Thanks for everyone’s comments so far, they have helped a bit, as well as crossing ref-ing with a few outside sources and the JavaOne papers/presentations.
I will post our new math utils as soon as I have one that I believe is WORTH using…
Any attempt at a faster square root or inverse square root, float or double, has failed. The functions are correct (but approximates) and speedy. However, the fastest techniques use bit twisting of the floating point format, which I have implemented, unfortunately in Java this requires a method call, the float(double) to int(long) conversion calls, where in C this is a cast. Now that call surely does little more than a cast and a copy, but it is enough to make the gains not pan out. Even the Quake3 inverse sqrt (used for vector normalizing among other things) is still slower than 1.4.2 java.lang.sqrt, I suspect simply because of the function handling in Java cost.
I did manage to get some gains on Sin and Cos, using fast functions and look-up tables. With my ~sin/cos look up functions I get about ~3.15 times fast sin/cos when using degrees because the table is degree and the java.lang.math tests had a toRadians in there (this is somewhat fair since many times, we work in degrees and have to convert at run-time) In the no toRadians version, i.e. straight Math.sin(angle) to FastMath.sin(angle) test, I get > 60% speed up. However this is on VERY focused tests. When placed in a more realistic test such as Matrix.rot(x) we get around 2.05 times speed up. Anyway, when I have a nice comparison chart I’ll post the results in the source.
On the up side, against StrictMath, this stuff rocks. Up 10 times faster in some cases. So if you are using a older VM, or are in a different execution mode, such as -Xcompile or interpreted, you get great gains.
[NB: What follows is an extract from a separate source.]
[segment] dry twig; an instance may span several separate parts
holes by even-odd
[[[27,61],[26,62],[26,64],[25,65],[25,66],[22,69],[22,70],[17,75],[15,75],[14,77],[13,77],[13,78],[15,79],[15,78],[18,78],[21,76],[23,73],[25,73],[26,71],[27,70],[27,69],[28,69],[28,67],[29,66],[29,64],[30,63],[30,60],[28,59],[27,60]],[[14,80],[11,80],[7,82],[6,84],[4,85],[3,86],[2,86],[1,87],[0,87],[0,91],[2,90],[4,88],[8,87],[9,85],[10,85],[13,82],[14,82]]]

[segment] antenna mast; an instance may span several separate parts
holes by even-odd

Of course the really good news is that Java math is now super-fast in the Java world. I imagine that java.lang.math will be the fastest possible way to do floating work that isn’t batched and sent to the native-side. And that is really only practical in very specialized cases. I have a few, anyone have any other? I would like to compile a list of these specialized cases and try to find the break better than even sizes.